ENG 328 7.F: Color

Today’s Plan:

  • Two Extra Credit Opportunities
  • Color Theory
  • Color Tools

Extra-Credit Opportunities

#1 Submit to The Crucible. I know I have a number of writers and artists in this class. As you know, we are designing an issue of The Crucible after spring break. What would be great is if The Crucible had more content for us to include in that issue. So, if you submit prose, poetry, or (especially) digital art to The Crucible, then I can give you extra credit. Let’s say 2 points on your final grade, up to a maximum of 5 points if you submit three different things.

#2 Join The Crucible staff and attend the meetings. If you are in this room, then you should probably already be involved with The Crucible. Meetings are Monday at 5pm. It gives you editorial and production experience that you probably can’t get anywhere else at this stage of your career. There’s additional opportunities to run social media accounts or to serve in an admin role. If you do this, then I will give you another 5 extra credit points. More info: https://crucibleunc.weebly.com/about.html

#3 Attend the Careers in Writing, Editing, and Publishing webinar April 15th, 4pm. This is worth 3 extra credit points.
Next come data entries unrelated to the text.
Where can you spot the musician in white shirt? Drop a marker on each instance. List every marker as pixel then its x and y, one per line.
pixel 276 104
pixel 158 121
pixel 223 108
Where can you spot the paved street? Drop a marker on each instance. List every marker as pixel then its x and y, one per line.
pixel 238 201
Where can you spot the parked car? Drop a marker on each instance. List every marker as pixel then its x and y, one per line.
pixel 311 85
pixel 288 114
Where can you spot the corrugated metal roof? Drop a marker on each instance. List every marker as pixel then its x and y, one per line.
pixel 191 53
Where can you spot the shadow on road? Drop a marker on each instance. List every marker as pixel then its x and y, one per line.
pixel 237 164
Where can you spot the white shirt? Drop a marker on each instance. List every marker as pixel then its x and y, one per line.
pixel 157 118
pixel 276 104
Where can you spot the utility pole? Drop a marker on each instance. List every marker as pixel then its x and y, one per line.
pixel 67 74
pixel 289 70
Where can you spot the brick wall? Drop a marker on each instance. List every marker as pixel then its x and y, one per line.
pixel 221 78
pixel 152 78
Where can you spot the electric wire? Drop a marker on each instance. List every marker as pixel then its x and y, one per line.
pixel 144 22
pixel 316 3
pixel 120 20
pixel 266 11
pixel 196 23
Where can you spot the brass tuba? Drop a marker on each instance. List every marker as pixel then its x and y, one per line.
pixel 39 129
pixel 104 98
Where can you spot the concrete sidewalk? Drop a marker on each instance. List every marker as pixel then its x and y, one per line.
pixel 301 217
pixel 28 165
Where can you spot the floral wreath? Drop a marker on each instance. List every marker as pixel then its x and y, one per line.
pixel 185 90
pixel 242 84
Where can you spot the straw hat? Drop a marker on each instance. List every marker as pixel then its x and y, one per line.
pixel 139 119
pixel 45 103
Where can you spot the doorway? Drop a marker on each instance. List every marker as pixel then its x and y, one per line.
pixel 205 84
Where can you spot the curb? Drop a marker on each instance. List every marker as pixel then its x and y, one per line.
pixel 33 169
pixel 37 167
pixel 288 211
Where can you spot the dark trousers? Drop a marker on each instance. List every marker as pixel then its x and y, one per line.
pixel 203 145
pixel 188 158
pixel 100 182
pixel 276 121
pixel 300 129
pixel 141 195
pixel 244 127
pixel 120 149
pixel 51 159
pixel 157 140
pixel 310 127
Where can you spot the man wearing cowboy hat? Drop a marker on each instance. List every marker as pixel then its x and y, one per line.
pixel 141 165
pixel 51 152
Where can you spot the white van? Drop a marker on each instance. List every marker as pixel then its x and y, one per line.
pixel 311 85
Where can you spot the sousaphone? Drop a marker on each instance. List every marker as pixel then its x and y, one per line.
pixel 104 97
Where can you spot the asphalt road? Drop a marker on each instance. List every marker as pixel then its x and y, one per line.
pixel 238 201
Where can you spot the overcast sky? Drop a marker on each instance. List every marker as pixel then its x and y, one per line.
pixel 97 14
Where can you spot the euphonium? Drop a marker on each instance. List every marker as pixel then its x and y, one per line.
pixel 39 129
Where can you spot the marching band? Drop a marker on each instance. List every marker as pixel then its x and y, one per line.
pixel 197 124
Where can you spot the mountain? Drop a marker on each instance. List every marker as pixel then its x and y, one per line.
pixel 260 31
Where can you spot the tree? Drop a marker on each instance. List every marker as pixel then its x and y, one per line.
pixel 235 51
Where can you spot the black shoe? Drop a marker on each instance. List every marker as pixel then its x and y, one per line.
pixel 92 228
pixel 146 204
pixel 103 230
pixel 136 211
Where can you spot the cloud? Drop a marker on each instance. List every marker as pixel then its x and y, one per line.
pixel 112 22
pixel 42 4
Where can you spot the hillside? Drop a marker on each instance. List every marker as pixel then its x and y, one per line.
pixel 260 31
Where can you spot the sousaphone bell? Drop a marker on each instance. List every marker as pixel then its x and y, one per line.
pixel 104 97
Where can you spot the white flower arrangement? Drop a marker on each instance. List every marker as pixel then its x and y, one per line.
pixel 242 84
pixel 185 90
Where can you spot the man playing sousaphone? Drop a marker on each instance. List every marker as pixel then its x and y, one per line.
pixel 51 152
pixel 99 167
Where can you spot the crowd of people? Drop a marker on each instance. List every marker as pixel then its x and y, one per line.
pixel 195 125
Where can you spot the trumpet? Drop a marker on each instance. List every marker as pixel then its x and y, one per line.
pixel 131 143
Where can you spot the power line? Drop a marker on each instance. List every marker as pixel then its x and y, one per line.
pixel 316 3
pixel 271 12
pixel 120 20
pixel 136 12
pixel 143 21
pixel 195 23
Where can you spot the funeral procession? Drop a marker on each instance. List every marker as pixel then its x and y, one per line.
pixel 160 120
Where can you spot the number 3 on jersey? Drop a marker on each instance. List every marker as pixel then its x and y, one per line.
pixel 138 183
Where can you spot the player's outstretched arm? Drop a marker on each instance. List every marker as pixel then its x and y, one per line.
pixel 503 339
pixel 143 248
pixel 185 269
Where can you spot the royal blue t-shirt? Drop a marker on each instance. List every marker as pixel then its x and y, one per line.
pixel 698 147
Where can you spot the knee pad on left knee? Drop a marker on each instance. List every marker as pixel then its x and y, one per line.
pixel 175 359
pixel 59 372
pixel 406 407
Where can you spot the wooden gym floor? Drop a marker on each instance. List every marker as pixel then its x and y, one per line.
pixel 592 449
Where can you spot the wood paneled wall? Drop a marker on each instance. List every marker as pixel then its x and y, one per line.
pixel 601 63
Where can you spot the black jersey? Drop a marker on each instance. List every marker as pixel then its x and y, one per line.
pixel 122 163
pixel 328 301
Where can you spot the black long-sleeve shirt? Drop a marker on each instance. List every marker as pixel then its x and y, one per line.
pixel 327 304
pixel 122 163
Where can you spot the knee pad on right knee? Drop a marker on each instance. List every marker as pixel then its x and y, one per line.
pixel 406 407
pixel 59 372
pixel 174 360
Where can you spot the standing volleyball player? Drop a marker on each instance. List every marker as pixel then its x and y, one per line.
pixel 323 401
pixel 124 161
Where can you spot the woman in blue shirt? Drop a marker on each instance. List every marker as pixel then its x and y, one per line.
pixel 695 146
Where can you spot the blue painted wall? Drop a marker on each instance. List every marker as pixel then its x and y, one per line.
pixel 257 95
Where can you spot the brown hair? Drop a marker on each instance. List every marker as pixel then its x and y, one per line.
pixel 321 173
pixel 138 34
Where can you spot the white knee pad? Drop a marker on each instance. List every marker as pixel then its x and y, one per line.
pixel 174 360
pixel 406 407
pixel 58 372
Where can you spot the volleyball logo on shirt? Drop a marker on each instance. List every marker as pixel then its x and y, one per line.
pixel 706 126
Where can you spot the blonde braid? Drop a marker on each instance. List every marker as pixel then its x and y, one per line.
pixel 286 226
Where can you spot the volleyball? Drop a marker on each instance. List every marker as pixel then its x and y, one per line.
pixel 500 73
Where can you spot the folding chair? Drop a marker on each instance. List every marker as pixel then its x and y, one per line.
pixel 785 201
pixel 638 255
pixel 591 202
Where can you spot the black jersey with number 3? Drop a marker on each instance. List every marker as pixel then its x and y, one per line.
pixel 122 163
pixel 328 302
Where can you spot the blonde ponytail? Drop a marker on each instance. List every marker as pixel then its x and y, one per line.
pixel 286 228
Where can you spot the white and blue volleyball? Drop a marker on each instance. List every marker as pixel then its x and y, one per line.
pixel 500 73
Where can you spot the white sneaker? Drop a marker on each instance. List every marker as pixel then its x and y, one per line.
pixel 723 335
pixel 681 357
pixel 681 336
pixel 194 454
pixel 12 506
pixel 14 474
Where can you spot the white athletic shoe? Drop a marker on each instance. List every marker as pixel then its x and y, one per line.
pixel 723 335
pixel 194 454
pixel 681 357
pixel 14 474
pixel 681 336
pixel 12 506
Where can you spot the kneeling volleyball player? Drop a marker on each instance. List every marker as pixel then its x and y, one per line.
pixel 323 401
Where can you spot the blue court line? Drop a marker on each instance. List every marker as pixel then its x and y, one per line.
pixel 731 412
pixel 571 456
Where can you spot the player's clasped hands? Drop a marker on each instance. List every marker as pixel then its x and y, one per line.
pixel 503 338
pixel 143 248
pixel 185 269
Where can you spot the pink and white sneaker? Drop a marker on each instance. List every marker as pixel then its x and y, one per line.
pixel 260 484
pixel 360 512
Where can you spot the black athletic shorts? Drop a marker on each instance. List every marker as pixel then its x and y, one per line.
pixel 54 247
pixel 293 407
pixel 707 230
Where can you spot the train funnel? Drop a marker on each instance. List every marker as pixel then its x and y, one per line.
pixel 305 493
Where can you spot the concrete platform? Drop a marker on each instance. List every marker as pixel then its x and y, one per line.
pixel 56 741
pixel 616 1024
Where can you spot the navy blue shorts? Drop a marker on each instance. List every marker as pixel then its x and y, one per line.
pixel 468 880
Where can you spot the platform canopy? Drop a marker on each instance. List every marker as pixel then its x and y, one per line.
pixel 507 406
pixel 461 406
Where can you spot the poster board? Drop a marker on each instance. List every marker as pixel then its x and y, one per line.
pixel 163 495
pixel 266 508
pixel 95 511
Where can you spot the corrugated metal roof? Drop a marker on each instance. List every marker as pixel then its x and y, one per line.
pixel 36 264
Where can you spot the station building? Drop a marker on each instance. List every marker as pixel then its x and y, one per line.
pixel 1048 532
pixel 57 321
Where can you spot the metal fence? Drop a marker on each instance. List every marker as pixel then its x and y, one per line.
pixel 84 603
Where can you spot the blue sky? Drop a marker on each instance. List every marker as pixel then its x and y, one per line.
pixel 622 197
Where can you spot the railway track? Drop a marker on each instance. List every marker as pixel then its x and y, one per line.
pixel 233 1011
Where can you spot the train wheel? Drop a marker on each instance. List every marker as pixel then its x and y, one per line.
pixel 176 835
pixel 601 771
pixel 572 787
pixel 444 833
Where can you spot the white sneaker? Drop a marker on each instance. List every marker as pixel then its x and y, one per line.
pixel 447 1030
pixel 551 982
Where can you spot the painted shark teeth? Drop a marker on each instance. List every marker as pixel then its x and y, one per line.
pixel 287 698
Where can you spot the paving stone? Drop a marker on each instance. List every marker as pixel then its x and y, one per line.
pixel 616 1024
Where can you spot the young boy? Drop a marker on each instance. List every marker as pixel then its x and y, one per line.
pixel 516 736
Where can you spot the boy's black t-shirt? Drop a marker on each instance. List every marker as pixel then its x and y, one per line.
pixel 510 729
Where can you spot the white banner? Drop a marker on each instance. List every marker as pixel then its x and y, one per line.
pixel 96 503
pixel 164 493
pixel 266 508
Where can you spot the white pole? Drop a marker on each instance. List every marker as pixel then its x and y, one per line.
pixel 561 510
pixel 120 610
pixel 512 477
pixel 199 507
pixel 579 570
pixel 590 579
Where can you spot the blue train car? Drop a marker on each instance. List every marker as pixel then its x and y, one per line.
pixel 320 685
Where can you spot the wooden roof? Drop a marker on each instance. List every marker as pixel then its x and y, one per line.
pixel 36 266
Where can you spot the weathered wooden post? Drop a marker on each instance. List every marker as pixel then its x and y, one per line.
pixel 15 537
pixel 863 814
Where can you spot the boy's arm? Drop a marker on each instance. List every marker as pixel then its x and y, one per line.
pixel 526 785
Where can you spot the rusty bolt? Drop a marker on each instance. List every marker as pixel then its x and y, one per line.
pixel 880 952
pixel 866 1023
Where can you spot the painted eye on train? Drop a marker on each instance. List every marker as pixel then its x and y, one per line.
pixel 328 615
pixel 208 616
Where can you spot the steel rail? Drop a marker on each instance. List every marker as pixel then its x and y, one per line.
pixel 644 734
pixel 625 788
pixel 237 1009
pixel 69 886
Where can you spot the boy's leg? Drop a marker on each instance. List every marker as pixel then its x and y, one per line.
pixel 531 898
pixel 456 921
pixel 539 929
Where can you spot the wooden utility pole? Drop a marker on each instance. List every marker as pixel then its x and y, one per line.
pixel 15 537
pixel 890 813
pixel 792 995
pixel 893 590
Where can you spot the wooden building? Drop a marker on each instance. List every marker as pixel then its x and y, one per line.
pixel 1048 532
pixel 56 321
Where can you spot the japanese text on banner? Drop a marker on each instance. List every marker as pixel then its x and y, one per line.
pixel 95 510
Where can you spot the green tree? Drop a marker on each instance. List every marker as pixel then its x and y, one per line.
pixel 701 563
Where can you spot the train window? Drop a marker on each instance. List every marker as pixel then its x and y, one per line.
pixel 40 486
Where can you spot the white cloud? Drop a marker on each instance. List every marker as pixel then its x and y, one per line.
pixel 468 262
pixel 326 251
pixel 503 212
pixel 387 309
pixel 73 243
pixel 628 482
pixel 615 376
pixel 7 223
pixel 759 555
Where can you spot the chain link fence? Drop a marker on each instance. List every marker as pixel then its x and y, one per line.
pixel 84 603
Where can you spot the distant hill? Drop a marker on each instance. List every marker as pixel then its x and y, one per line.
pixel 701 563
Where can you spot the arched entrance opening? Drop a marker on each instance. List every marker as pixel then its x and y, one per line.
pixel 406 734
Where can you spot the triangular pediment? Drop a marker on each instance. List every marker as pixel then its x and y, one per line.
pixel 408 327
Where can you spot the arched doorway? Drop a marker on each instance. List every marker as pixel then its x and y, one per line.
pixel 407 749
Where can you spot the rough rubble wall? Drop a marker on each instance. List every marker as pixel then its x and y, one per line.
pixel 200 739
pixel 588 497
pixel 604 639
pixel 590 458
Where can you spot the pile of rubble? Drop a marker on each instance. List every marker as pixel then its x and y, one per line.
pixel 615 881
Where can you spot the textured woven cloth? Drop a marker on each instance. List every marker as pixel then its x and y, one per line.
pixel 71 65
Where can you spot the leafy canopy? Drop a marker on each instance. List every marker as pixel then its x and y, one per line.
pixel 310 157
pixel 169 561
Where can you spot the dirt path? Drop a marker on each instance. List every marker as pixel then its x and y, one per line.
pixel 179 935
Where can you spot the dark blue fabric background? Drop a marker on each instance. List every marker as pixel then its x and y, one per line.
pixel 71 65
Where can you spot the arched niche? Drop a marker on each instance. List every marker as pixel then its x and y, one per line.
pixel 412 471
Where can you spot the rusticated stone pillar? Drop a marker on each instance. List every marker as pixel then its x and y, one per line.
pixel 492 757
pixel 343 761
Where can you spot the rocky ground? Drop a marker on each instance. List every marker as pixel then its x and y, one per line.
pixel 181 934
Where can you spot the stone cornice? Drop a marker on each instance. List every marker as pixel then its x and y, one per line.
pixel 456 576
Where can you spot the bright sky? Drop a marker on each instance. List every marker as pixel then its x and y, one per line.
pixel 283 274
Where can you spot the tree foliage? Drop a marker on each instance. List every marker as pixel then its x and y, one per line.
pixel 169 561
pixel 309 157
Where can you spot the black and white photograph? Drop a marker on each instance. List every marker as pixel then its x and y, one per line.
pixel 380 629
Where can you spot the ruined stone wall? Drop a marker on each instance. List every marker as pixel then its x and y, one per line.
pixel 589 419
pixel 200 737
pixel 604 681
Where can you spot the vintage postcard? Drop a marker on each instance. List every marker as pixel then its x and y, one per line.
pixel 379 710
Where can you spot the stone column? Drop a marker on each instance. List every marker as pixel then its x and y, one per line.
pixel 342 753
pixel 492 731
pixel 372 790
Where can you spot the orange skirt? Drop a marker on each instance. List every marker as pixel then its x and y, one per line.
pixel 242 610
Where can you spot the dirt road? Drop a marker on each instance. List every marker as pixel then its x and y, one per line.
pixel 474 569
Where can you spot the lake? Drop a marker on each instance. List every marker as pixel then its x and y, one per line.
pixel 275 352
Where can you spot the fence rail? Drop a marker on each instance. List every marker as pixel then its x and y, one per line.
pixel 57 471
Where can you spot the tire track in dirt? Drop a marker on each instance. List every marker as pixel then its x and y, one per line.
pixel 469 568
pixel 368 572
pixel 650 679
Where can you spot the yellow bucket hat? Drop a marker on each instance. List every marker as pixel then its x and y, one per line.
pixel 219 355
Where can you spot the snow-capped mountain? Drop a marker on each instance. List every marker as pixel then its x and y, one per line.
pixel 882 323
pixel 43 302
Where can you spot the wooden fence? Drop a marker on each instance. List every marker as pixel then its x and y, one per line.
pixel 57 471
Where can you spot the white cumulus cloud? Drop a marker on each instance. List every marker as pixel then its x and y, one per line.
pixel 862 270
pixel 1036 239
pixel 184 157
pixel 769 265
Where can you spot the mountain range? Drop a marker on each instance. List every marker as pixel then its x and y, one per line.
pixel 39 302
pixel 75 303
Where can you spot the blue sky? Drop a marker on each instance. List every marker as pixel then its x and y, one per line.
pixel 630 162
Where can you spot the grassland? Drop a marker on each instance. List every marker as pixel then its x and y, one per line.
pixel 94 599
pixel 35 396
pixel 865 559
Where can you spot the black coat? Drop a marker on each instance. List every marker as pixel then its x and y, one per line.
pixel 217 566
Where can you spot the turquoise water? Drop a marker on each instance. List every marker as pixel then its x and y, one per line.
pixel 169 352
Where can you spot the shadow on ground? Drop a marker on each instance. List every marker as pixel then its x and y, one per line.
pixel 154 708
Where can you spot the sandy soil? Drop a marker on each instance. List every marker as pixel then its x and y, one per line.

Here’s the link to register: https://unco.zoom.us/webinar/register/WN_lFVdSOrCSCKm_4jXj7-ofA#/registration

If you haven’t seen one of these panels in the past, here’s a link to view their past recordings: https://www.unco.edu/alumni/events/alumni-career-panels/. I try to share the recordings with students when I can, too.

Mini-Project 5 Options

Back To Canvas!

Color Theory

What are a few ways we understand color?

Color Tools

First, some nuts and bolts of print publishing. We should talk about the difference between color in print designs (CMYK) and (RGB). Here’s a short video. (See also the White Space chapter on color and its discussion of CMYK).

A video on using color and the 60/30/10 principle. Similar to what we save with Bear accent colors.

The best color tool: Adobe Color.

When a printing press uses color, every color is applied by a plate that makes a lot of dots (with different saturation levels). There are four primary plates (Cyan, Magenta, Yellow, and blacK), printers adjust the color on each layer to produce the rainbow of colors you see. Designers can specify the use of very specific colors, but these get quite expensive to use.

What this means in practice: if your color document is getting printed off a regular color printer, then you can use as many colors as you want with no additional charge. However, if you are printing something like, say, a textbook, then you will pay more for additional colors (especially if your colors require the use of additional plates). This is why a lot of print color schemes will be 3-4 colors, since that is what most places will give you as part of a base “color printing” job.

Third, there are a lot of color palette generation tools out there. These can be particularly useful because they often do the hardest part–color value (matching hue, intensity, and saturation levels) for you. For instance, let’s play around with a Canva tool.

There’s A LOT of color tools and generators out there.